When we last checked in SmileDirectClub’s falling market valuation it was worth $3.94 billion. At that time I wasn’t convinced that it had too much further to fall. After all, the company had an entire year since its final private round to grow, surely it had added a good-sized chunk of value during that period; especially as it raised about a year ago, and therefore had plenty of capital to put to work.
But, no, since that small article the Nashville-based company has shed about a quarter billion dollars in value.
The SmileDirectClub saga could be viewed through the lens of private and public valuations, and the occasional disconnect between them. For example, if SmileDirectClub was worth $3.2 billion as a private company in October of 2018, it was probably not worth $8.9 billion a year later when it went public.
Rare is the company that can nearly treble in value in a four-quarter period. But since the IPO, the stock market has bid down the company’s valuation so sharply that it could be argued that the company is fairly valued now, and was therefore overvalued a year ago during its final private round.
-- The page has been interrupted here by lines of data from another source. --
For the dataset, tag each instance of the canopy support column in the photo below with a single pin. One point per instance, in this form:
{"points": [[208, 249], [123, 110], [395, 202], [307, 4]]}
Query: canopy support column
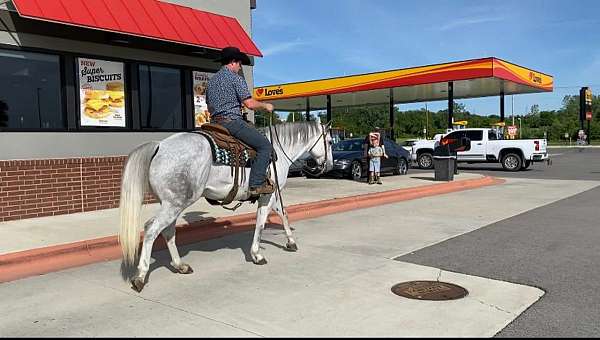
{"points": [[328, 108], [501, 106], [450, 104], [392, 135], [307, 109]]}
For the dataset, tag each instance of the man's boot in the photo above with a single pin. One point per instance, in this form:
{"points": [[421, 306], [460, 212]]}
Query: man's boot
{"points": [[266, 188]]}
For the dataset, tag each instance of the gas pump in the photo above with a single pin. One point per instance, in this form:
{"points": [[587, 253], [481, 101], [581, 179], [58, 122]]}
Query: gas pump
{"points": [[585, 109]]}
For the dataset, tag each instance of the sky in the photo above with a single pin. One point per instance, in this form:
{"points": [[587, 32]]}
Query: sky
{"points": [[314, 39]]}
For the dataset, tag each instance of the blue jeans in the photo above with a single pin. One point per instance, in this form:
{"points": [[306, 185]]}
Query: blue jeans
{"points": [[249, 135]]}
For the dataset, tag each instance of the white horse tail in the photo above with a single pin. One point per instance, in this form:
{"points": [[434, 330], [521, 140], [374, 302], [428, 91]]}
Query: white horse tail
{"points": [[133, 185]]}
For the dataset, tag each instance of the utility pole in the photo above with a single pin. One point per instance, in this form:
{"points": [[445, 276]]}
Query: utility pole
{"points": [[426, 121]]}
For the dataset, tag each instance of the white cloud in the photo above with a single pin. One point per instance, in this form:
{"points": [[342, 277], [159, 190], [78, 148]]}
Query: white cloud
{"points": [[468, 22], [282, 47]]}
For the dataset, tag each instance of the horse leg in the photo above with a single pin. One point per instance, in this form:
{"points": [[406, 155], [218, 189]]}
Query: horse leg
{"points": [[291, 244], [169, 235], [264, 207], [166, 216]]}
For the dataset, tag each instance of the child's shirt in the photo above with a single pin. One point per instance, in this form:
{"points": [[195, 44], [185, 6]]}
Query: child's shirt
{"points": [[376, 151]]}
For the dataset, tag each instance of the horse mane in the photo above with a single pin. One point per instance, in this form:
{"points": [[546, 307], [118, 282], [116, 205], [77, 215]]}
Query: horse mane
{"points": [[294, 133]]}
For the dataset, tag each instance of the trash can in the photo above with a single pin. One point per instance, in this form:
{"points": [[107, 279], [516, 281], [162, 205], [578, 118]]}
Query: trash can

If this is all a bit frustrating, I understand. During a period when companies are accreting lots of putative value, nailing down a fair market price can be a topsy-turvy process. But, undergirding the confusion around the value of certain assets is the fact that we’re constantly valuing unprofitable companies. That makes putting a price on them harder than, say, a profitable company.
Traditional valuation methods, like valuing a company on a multiple of its profit, don’t work with so many unprofitable companies going public this year. And, with many of them sporting huge, and complex businesses (Uber is a great example of this), valuing them is hard. This is at least partially how the private markets have gotten some companies very wrong this year (Uber, Lyft, SmileDirectClub, Peloton, etc.).